Tom’s voice rose with frustration. “For crying out loud, Maddy, I’m just trying to help here. Protect you. I hadn’t even intended to go to the cemetery. I’ve been away from the office long enough as it is.”
At his tone of voice Brutus whined sympathetically and leaned over to lick Tom’s han
d. Maddy expected Tom to snatch his hand away, but with a pained look on his face, he left it there for Brutus’s slobbery ministrations.
“Uh, anyway, isn’t it obvious Brutus wants to be with me?” he said.
“Because you’re his alpha—”
“I didn’t say that,” Tom said. “And for heaven’s sake, keep quiet about that dumb theory in front of these reporters.” He wiped his hand down the side of his trousers. “Now come on, are you getting in the car or not?”
Brutus looked appealingly up at her with his black button eyes and then back to Tom. She didn’t need a degree in dog speak to know what he wanted.

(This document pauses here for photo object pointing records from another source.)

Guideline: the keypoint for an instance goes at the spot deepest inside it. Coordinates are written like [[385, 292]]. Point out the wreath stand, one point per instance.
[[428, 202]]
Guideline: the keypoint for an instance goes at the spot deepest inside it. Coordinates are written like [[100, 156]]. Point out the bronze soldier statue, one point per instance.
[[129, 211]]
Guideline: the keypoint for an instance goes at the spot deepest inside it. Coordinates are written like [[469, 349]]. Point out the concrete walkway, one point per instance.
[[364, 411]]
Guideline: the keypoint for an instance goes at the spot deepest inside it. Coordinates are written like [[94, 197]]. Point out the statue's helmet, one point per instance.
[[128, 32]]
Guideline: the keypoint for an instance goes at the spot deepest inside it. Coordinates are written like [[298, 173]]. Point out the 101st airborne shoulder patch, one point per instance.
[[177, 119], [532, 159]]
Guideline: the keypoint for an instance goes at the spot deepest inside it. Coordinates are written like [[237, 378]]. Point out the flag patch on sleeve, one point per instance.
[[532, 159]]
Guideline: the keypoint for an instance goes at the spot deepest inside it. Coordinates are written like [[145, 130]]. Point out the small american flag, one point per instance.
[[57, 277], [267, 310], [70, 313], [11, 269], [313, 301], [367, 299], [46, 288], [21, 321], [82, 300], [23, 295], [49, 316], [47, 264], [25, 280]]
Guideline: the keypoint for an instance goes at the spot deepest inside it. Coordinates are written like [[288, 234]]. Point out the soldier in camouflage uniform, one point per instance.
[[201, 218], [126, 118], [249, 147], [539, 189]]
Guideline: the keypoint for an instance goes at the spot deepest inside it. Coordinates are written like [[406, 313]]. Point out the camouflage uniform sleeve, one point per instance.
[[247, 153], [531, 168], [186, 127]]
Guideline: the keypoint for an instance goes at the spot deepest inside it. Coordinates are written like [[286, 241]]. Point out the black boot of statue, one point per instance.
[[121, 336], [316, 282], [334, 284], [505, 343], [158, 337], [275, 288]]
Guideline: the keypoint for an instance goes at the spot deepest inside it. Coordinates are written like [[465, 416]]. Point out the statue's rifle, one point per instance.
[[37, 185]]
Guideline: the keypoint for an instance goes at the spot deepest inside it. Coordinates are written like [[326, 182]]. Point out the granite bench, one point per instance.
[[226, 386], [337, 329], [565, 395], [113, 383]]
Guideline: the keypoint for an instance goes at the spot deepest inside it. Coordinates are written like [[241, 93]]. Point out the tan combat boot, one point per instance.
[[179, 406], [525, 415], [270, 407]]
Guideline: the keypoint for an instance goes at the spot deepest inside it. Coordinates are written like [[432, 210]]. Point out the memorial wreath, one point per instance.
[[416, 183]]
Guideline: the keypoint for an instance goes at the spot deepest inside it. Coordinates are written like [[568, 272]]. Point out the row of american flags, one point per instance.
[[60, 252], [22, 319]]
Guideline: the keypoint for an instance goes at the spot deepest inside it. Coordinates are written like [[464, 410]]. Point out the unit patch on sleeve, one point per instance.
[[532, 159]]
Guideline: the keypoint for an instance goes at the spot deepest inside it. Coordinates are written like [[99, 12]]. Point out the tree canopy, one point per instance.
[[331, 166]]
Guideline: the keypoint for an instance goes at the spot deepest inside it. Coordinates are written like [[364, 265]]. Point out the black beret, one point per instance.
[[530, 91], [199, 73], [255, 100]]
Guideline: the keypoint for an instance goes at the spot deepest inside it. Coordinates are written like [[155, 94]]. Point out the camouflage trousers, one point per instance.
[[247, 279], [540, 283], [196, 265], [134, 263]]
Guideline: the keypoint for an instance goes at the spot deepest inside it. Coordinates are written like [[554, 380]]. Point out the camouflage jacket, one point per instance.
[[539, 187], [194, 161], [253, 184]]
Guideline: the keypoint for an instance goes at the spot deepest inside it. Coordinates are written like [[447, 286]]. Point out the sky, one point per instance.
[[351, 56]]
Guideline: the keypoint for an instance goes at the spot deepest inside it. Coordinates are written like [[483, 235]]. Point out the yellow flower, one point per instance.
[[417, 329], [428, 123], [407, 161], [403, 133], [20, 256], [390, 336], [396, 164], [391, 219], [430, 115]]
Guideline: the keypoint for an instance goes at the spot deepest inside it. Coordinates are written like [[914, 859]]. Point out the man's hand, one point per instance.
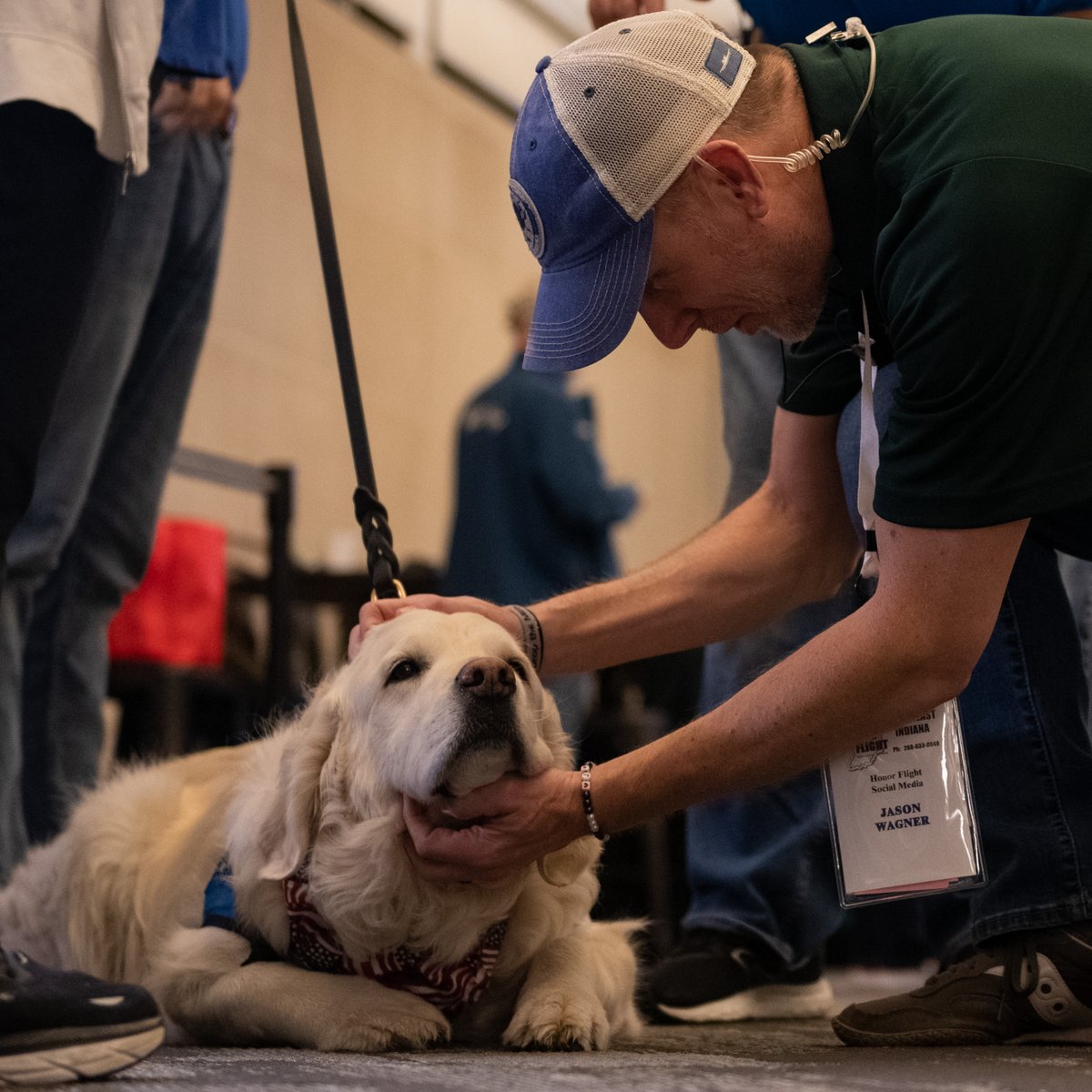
[[516, 822], [196, 105], [379, 611]]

Maddy thought for a minute. She could evade the reporters just fine by herself. But it would do Brutus good to bond further with Tom. He still wasn’t eating very well. Was only just out of mourning.What harm could it do to accept a ride with Tom? Give Brutus what he wanted.

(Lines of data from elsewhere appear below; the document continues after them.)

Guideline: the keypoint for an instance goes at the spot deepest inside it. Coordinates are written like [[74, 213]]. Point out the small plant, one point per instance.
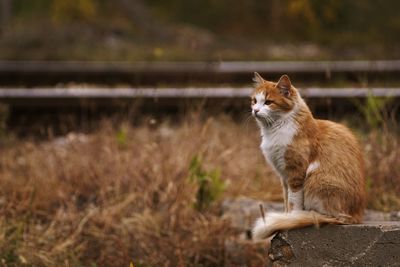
[[122, 137], [210, 184]]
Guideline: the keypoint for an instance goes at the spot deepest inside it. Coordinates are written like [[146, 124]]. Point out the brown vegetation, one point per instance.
[[130, 193]]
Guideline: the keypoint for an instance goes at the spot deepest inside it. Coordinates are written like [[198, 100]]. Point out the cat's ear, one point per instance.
[[257, 79], [284, 85]]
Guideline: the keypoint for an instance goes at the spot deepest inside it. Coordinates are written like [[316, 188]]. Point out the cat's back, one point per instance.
[[337, 145]]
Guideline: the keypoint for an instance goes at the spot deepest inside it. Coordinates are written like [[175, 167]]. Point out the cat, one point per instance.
[[319, 162]]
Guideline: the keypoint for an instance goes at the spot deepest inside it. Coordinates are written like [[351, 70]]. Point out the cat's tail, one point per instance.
[[274, 222]]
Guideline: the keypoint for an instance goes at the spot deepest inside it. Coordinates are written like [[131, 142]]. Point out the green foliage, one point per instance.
[[210, 184], [374, 110], [14, 235], [70, 10]]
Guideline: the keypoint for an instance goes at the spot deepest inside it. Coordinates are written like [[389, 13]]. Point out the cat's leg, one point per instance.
[[285, 195], [295, 197]]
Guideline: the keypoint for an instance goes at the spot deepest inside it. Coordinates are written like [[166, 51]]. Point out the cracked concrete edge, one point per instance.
[[373, 244]]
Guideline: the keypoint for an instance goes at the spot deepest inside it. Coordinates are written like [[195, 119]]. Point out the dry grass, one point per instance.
[[123, 193]]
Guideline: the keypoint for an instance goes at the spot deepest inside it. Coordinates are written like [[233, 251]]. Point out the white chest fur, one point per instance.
[[275, 141]]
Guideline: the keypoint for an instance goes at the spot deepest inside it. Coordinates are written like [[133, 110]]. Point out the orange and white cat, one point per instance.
[[319, 162]]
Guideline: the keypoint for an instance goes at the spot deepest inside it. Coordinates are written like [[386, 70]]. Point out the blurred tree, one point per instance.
[[71, 10], [5, 13]]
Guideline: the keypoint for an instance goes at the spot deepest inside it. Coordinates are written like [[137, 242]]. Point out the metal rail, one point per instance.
[[221, 92], [223, 67]]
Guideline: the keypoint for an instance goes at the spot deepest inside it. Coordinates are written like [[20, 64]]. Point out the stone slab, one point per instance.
[[369, 244]]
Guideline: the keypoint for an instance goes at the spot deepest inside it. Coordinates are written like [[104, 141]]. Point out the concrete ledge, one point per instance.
[[369, 244]]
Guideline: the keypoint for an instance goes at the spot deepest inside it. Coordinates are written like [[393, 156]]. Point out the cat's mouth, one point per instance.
[[266, 121]]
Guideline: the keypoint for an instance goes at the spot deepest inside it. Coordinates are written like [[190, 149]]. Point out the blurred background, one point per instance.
[[125, 126], [143, 30]]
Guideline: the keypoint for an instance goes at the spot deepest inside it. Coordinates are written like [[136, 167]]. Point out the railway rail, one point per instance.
[[40, 73]]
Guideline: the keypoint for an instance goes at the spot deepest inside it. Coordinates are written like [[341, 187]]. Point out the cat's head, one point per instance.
[[272, 101]]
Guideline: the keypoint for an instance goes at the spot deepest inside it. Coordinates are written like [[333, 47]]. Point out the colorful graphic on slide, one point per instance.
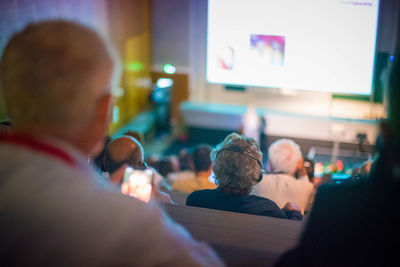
[[268, 48]]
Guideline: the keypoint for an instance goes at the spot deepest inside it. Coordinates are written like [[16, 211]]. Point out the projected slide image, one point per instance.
[[269, 48], [226, 58]]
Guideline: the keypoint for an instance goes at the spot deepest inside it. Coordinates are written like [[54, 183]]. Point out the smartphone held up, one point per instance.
[[138, 183]]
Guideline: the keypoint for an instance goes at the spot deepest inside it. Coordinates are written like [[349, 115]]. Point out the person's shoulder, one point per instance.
[[180, 176], [201, 194], [262, 201]]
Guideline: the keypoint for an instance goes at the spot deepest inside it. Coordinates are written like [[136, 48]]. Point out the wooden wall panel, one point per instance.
[[179, 93]]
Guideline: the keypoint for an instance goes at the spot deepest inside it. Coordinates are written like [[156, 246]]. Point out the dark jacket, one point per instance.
[[353, 224]]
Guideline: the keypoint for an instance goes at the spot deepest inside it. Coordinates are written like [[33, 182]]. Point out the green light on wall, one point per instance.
[[169, 69], [133, 66]]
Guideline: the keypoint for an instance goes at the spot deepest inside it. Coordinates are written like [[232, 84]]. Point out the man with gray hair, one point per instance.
[[288, 181], [56, 78], [120, 151]]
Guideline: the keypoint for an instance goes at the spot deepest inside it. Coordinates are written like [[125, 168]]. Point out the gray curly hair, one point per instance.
[[234, 169]]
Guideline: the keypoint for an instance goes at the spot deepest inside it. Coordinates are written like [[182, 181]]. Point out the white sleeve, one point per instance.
[[165, 243]]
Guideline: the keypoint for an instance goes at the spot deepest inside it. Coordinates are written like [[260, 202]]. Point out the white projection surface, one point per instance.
[[316, 45]]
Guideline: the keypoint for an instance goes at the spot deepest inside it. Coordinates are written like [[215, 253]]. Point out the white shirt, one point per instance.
[[283, 188], [54, 214]]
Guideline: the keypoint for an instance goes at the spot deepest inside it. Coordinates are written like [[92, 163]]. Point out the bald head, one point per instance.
[[123, 150], [52, 75]]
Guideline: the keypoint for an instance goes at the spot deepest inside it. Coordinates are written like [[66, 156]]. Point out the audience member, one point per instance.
[[357, 223], [288, 181], [187, 181], [56, 77], [165, 166], [98, 159], [127, 151], [237, 168], [119, 153]]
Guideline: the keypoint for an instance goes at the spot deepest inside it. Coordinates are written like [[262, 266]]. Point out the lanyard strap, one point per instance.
[[38, 146]]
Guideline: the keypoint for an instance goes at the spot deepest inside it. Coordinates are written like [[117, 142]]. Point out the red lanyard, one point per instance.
[[37, 145]]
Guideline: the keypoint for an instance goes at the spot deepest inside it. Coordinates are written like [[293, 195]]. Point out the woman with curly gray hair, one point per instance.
[[237, 168]]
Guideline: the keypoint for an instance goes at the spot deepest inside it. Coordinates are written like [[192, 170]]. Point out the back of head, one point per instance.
[[201, 158], [123, 150], [236, 162], [284, 156], [52, 73]]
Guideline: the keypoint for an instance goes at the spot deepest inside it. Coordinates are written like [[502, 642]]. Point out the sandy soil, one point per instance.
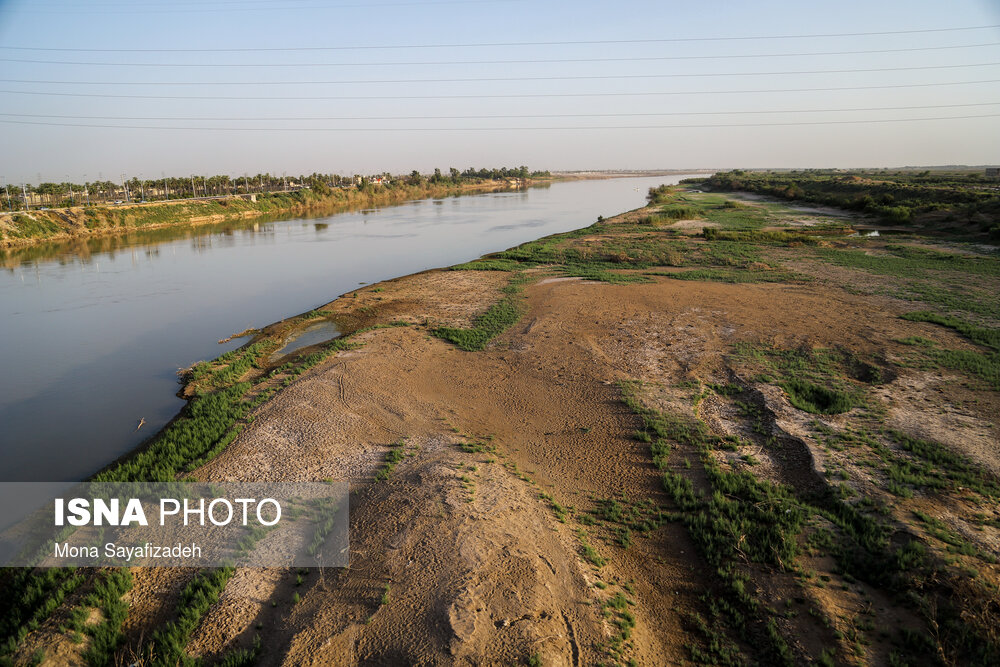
[[483, 567], [461, 558]]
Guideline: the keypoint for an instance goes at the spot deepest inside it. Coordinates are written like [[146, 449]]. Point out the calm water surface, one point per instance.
[[93, 333]]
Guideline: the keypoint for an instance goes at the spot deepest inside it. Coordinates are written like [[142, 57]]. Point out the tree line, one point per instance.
[[137, 189]]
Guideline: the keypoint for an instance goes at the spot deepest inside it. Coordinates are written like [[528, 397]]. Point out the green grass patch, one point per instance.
[[498, 318], [817, 399], [734, 276]]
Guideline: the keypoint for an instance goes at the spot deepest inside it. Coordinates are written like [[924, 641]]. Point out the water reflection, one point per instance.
[[95, 329]]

It wasn’t what she wanted. Of course it wasn’t. She wouldn’t even think about how comforting it had been to have Tom by her side during the church service, how appealing the thought of having him with her at the cemetery.
“Okay,” she conceded, “for Brutus’s sake.”

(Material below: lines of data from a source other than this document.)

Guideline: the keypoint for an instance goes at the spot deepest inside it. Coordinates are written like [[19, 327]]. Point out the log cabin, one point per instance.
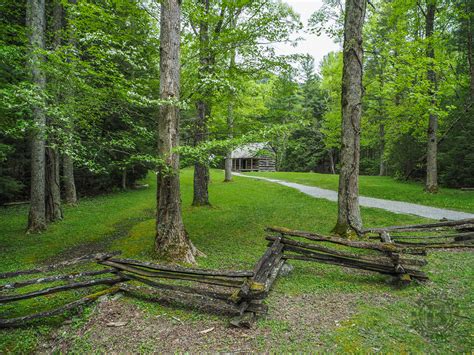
[[253, 157]]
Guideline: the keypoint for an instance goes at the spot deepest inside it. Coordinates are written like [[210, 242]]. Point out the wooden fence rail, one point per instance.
[[400, 256]]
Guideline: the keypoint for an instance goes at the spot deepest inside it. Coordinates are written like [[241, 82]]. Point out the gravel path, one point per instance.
[[392, 206]]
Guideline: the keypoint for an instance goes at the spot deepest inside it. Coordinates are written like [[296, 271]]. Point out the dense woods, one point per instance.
[[80, 95]]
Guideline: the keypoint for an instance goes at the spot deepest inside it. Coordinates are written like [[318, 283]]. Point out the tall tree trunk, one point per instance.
[[349, 220], [230, 135], [432, 146], [69, 183], [53, 190], [201, 169], [470, 49], [172, 242], [70, 195], [36, 24], [331, 161], [382, 168], [230, 116]]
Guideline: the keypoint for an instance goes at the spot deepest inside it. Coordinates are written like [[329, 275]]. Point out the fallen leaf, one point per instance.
[[205, 331], [116, 324]]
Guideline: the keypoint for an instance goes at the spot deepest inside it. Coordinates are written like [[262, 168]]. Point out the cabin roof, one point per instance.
[[250, 150]]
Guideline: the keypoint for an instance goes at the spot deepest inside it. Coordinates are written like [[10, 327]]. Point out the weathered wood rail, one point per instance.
[[399, 261], [441, 235], [243, 292]]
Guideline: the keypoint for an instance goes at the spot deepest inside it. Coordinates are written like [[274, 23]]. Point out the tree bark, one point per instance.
[[172, 242], [54, 211], [230, 119], [470, 49], [53, 190], [36, 24], [331, 161], [382, 168], [201, 169], [432, 146], [349, 219], [70, 195]]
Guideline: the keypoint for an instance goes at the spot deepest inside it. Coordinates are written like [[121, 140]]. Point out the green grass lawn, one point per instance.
[[387, 188], [360, 311]]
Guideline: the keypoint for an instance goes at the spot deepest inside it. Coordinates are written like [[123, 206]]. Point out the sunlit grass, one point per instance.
[[386, 188], [231, 234]]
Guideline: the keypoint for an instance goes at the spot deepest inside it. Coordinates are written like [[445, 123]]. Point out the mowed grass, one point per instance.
[[386, 188], [231, 234]]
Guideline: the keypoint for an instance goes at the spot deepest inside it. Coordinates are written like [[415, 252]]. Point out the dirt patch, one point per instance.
[[121, 230], [118, 326]]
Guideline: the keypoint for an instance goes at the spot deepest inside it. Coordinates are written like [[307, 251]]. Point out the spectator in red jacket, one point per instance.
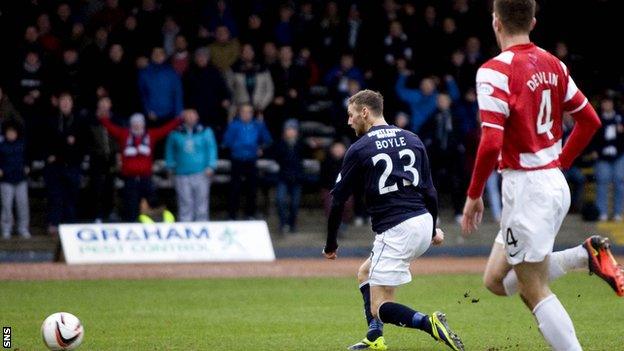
[[136, 144]]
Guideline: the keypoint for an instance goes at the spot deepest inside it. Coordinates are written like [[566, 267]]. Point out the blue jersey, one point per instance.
[[391, 167]]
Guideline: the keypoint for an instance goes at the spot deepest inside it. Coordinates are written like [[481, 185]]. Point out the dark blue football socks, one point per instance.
[[403, 316]]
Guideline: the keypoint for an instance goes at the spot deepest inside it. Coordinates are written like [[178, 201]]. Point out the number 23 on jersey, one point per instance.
[[383, 188]]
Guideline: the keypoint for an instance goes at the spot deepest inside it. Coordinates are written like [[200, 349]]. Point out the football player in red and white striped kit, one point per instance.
[[523, 93]]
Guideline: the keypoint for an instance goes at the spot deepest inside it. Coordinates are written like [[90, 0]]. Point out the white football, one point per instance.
[[62, 331]]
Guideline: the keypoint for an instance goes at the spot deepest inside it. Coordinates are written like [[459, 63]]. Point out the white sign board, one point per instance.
[[167, 242]]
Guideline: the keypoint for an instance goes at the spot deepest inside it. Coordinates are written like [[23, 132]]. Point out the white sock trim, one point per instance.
[[539, 304]]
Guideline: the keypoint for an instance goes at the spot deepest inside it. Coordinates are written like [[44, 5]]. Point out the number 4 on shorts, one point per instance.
[[511, 240]]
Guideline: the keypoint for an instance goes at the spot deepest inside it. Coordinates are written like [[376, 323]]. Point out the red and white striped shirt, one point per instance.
[[523, 93]]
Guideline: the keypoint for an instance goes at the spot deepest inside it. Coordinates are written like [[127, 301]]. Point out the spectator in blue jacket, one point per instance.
[[609, 167], [13, 182], [422, 101], [191, 152], [288, 154], [160, 88], [246, 139]]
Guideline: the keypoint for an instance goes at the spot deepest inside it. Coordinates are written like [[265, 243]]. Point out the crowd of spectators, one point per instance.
[[108, 80]]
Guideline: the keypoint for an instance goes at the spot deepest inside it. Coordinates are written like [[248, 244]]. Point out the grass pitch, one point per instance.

She climbed into the BMW, appreciating its leather luxury. She noted its showroom condition, quite different from her own car, which hadn’t been cleaned for months and was full of cooking equipment and props for food photography. She prayed Brutus wouldn’t do anything untoward to damage Tom’s car. Like lift his leg against the expensive sound system and short-circuit the electronics.
“Nice car,” she said.
“Yes,” Tom said with the doting look men reserved for their boy toys. She wouldn’t have been surprised if he’d lovingly stroked the dashboard. “I’ve only had it a few weeks.”
Brutus went to scramble onto Tom’s lap, but she dragged him back to her side of the car, studiously avoiding coming into contact with Tom’s legs as she did so. She fastened her seat belt and settled Brutus on her lap as Tom gunned the car away from the church.